Showing posts with label mainframes. Show all posts
Showing posts with label mainframes. Show all posts

25 April 2007

Virtual Mouse Brain is Penguin-Powered

One of GNU/Linux's unique properties is its ability to run on dozens of platforms (whereas Windows runs on precisely one, that of Intel's processors). GNU/Linux can power anything from an embedded processor in a tiny industrial device, through mobile phones, PCs, minicomputers, mainframes right up to massively-parallel supercomputers.
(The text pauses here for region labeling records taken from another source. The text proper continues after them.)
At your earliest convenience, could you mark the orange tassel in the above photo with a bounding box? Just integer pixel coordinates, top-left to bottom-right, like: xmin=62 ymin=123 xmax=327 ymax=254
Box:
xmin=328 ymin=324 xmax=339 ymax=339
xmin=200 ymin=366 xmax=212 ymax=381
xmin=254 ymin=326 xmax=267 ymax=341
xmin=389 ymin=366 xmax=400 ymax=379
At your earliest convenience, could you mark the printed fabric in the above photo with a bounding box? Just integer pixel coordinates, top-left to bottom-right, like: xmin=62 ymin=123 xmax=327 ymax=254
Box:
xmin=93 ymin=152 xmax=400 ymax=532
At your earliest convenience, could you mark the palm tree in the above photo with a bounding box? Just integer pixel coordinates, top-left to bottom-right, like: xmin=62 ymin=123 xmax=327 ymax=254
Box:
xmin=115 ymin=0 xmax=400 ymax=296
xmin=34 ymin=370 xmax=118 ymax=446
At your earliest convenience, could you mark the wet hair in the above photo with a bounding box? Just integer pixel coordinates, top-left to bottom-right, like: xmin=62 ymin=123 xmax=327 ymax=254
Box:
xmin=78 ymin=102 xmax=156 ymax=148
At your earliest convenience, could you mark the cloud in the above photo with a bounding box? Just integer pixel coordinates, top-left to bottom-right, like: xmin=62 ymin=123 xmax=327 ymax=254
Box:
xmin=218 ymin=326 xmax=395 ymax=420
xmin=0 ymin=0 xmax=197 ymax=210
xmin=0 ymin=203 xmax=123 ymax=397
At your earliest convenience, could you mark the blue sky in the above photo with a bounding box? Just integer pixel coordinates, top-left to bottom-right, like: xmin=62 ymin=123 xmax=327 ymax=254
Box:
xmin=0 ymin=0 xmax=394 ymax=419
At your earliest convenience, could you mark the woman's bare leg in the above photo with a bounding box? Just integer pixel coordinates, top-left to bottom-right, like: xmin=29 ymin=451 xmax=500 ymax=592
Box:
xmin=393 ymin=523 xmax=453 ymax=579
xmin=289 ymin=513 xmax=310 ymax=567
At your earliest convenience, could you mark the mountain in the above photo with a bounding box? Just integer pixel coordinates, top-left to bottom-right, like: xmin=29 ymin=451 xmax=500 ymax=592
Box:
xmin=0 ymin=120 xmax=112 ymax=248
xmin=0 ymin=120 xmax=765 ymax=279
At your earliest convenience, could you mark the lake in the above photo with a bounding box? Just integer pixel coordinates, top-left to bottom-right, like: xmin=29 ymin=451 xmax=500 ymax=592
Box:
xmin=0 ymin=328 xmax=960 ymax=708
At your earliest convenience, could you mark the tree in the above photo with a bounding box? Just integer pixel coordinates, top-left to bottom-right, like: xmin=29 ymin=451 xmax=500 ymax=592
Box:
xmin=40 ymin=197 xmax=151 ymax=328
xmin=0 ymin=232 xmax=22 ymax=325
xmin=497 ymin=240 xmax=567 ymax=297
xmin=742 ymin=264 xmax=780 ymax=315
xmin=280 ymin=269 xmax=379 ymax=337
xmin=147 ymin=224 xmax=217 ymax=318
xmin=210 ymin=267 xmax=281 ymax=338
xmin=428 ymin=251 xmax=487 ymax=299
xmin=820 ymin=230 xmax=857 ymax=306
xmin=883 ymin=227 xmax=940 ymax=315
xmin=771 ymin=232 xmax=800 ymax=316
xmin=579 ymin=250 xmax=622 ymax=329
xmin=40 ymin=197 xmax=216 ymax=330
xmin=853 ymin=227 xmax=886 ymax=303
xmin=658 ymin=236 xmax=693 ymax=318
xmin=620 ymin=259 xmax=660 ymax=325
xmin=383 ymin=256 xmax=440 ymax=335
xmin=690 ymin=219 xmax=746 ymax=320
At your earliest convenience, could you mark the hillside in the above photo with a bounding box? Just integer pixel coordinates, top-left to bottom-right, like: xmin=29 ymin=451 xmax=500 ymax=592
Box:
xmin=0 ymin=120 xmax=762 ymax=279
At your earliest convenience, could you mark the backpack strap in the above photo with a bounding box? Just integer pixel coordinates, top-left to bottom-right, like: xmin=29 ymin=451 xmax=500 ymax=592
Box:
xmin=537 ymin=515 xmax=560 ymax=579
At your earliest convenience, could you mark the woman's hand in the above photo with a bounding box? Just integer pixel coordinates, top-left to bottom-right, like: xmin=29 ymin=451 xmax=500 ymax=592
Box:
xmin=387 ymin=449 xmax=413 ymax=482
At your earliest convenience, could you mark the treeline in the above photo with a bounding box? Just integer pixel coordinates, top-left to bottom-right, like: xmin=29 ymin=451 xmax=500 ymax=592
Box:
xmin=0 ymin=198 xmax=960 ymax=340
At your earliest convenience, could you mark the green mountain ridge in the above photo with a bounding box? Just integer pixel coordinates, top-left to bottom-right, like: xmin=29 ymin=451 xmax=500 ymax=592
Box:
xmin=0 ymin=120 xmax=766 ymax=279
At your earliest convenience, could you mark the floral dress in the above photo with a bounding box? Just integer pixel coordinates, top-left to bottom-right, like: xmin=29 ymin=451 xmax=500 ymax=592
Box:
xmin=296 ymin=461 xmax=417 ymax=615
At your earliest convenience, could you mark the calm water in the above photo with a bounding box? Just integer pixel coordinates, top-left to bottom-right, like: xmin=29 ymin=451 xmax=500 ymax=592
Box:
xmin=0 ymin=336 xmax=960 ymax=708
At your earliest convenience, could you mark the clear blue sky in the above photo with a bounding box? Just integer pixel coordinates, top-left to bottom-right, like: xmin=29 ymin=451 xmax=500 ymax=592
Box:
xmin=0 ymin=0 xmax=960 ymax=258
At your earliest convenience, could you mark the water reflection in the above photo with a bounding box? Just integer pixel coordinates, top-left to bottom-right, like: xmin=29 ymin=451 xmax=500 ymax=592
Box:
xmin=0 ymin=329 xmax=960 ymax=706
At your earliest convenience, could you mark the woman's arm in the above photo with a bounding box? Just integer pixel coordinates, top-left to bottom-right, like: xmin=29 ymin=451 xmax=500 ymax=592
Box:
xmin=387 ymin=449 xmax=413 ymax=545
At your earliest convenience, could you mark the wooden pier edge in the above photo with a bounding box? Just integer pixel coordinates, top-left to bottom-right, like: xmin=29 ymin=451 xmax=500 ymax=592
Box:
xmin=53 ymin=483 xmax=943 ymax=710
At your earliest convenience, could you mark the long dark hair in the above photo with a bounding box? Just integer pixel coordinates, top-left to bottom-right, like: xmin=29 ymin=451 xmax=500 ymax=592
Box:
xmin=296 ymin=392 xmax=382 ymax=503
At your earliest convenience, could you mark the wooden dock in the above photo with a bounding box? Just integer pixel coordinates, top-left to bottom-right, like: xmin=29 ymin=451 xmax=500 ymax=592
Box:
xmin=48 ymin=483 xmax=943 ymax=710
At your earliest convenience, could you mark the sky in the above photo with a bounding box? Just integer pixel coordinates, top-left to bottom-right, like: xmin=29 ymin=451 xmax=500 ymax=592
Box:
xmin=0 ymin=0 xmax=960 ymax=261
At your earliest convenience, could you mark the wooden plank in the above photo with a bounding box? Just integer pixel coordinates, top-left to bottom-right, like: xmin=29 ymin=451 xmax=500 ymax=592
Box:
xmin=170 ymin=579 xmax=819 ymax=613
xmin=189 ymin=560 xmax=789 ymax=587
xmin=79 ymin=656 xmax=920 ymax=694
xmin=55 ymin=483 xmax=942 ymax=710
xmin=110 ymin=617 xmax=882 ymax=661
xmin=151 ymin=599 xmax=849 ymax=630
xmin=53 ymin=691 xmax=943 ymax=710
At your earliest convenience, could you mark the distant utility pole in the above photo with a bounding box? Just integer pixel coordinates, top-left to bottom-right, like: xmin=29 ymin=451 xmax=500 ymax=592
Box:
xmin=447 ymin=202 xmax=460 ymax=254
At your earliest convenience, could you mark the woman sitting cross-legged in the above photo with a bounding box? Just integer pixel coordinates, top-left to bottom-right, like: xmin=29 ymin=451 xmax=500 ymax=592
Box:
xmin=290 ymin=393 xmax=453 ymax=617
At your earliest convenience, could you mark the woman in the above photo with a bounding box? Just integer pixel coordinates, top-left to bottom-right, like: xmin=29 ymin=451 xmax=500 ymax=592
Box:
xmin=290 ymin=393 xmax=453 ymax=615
One of these, IBM's Blue Gene/L, has recently been used to model part of a mouse brain in near-real-time. Which means that GNU/Linux has just added a platform, albeit as an emulation. (Via Jamais Cascio.)

26 December 2006

The Mainframe is Dead; Long Live the Mainframe

Interesting:

IBM today announced a mainframe milestone as more than 390 IBM business partners now offer nearly 1,000 applications for System z customers running Linux, a 100 percent increase over the last year. IBM recently reported a 30 percent year-to-year growth of mainframe customers running Linux....

This increase in Linux application development for the mainframe is being driven by a number of factors, including the overwhelming acceptance of partitioned Linux virtual servers -- and the associated great price and performance -- which is driving new workloads on System z.